Several studies have explored the role of Vit E in mitigating testicular toxicity, and the results have shown some promising effects.
Antioxidant properties: Vit E serves as a robust antioxidant, playing a key role in protecting cells, membranes, and other cellular structures from oxidative damage. By neutralizing free radicals, Vit E may help reduce oxidative stress in the testes (Amjad et al., 2020).

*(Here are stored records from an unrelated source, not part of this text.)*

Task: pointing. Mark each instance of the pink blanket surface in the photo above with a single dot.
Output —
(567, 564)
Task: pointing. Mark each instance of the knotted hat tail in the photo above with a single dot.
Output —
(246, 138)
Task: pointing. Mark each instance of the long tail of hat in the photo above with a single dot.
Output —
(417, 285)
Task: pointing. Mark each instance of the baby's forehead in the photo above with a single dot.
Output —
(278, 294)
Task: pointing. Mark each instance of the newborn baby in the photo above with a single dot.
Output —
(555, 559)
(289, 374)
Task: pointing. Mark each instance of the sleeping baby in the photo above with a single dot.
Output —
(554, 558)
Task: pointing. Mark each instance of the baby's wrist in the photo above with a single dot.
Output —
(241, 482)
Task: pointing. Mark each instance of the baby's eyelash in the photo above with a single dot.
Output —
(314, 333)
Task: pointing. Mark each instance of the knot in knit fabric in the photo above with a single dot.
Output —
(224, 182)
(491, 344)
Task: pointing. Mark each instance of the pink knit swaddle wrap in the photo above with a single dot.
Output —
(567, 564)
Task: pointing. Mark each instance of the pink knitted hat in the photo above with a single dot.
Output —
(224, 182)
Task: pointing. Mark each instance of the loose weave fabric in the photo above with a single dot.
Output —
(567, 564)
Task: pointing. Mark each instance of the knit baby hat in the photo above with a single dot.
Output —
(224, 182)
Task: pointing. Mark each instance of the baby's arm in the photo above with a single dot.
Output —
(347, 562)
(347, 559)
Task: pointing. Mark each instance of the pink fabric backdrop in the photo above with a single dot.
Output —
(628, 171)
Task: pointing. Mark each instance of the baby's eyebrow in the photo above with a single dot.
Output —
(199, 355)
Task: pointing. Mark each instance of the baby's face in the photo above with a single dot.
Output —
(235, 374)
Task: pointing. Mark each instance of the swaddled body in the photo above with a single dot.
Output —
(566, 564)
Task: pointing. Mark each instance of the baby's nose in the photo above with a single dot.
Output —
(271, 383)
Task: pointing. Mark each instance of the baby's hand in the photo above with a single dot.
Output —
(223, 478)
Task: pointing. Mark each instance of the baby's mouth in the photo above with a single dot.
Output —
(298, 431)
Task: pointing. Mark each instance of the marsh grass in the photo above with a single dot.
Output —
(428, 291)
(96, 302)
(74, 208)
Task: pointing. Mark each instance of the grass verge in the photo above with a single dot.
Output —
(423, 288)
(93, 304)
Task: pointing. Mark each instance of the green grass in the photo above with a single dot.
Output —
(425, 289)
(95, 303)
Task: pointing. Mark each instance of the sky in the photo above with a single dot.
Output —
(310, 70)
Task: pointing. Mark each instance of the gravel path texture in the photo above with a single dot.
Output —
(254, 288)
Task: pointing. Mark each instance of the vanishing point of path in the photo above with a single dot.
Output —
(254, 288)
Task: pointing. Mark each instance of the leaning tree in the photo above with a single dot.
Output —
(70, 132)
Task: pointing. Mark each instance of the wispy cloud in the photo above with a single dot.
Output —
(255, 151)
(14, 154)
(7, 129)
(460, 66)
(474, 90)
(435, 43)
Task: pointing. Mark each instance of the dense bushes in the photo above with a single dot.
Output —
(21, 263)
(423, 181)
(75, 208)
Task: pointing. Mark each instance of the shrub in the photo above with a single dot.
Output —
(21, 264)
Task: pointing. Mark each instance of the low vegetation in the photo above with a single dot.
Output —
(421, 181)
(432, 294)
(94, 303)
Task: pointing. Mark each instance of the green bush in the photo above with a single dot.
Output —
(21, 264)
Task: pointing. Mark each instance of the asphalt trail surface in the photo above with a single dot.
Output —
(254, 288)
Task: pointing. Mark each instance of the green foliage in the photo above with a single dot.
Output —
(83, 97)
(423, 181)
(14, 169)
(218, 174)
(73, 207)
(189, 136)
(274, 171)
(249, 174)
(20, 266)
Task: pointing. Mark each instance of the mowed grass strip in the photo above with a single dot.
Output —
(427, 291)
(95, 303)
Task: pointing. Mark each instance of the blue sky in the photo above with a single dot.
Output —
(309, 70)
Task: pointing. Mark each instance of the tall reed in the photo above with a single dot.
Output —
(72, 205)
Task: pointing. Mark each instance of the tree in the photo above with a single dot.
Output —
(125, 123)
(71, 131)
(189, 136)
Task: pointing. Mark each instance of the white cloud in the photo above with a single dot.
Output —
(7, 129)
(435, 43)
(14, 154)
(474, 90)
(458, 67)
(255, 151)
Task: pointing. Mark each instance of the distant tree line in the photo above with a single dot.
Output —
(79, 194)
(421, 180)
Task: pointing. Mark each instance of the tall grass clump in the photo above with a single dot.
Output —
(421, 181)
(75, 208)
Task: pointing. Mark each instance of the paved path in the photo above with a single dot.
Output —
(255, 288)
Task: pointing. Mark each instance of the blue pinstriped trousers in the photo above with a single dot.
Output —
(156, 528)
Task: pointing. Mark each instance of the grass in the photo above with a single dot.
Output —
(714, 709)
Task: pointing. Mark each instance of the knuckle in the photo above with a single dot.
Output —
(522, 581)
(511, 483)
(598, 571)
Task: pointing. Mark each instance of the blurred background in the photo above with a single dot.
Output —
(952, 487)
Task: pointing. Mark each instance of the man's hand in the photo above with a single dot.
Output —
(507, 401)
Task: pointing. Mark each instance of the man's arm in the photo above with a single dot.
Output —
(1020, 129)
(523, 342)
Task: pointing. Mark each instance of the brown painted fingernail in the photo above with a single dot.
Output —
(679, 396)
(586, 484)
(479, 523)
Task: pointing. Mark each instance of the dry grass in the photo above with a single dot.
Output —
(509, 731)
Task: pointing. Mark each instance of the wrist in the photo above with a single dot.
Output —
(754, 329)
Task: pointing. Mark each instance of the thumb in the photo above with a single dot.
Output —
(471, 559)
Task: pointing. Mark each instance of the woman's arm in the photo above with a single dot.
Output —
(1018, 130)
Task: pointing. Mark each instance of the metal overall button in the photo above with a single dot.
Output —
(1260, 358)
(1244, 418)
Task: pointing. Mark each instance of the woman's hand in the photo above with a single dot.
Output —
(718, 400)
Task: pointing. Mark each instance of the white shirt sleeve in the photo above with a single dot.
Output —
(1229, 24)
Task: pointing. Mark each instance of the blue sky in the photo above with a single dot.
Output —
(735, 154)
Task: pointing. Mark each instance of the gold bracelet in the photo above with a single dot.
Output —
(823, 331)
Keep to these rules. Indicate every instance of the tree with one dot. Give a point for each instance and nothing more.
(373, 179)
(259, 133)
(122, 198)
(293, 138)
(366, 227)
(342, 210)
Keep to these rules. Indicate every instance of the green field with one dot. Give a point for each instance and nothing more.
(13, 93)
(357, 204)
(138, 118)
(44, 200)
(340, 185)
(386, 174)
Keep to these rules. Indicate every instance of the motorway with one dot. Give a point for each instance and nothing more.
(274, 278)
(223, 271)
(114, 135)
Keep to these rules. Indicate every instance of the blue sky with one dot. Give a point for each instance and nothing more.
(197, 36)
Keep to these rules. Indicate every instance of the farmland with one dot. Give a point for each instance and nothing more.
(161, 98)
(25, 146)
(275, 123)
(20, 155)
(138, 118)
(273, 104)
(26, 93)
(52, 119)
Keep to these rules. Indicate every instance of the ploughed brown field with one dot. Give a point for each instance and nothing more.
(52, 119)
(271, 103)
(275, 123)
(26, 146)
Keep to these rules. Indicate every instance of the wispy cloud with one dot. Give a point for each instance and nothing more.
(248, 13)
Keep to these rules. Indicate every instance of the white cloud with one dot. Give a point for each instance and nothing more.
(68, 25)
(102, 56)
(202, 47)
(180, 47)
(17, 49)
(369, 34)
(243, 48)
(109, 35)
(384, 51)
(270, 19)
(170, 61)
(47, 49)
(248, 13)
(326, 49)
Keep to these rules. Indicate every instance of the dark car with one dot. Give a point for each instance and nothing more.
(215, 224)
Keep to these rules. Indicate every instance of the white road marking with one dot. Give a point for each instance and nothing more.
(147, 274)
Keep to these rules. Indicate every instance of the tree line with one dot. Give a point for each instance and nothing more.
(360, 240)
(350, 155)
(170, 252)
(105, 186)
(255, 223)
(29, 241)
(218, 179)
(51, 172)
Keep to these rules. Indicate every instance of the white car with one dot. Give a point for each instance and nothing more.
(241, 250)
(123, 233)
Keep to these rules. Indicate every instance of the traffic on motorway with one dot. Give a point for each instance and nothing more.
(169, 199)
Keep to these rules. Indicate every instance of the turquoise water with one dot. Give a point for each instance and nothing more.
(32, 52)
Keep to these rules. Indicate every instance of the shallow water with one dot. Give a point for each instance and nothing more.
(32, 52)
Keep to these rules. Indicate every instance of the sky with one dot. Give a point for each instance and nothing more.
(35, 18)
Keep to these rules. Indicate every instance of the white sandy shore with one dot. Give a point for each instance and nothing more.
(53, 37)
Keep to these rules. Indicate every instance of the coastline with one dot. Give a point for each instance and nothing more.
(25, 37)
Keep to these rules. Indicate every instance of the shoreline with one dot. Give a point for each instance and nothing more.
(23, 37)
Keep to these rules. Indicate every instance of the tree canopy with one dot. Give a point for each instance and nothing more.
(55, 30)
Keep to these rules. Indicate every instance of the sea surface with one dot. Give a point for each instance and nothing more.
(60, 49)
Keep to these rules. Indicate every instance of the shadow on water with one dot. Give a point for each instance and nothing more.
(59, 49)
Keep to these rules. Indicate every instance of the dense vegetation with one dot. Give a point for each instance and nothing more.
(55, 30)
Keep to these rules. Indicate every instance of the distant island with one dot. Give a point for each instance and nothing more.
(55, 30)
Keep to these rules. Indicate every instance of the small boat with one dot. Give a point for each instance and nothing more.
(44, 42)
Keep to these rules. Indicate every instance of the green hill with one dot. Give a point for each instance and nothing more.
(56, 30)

Sperm quality: Some research suggests that Vit E supplementation may have a positive impact on sperm quality. It may improve sperm motility, viability, and overall sperm function. These effects are thought to be related to the antioxidant properties of Vit E (Sabetian et al., 2021).
Material and Methods
Animals and housing
The present study was conducted at the College of Veterinary Medicine, University of Kufa, during the period from August 1, 2023, to March 6, 2024. The study comprised two experiments involving a total of seventy adult male rats, 12 weeks old, weighing between 200 and 250 grams. The rats were kept for an adaptation period of three weeks in the animal house of the College of Veterinary Medicine, University of Kufa. The animals were housed in cages, with four rats in each cage, under optimal conditions (12-hour light/dark cycle, 22±2 °C). The animals had ad libitum access to food and water during the experiments. 
Experiment animals
Seventy adult male rats, each weighing between 200 and 250 grams, were employed for this study. The experimental procedures commenced on August 1, 2023, following a two-week acclimatization period. The animals were randomly divided into different cages, with each cage containing six animals. Throughout the experimental period, all animals had unrestricted access to food and water. 
Experimental design 
The male rats in the experiment were randomly divided into five groups, with each group comprising ten male rats, as follows:
Group 1 consisted of rats that were given standard food and water, serving as the negative control group.
Group 2 included rats that were administered 0.2 mL of corn oil (the vehicle for BPA) via the intraperitoneal (IP) route, serving as the vehicle control group. 
Group 3 received BPA dissolved in corn oil at a dose of 50 mg/kg body weight, administered via IP injection three days a week for three weeks (Othman et al., 2014).
Group 4 received protection with Pro at a dosage of 250 mg/kg body weight orally, administered through a gavage needle. This was followed by the IP injection of BPA at 50 mg/kg body weight dissolved in corn oil, administered three days a week for three weeks (Singla et al., 2014)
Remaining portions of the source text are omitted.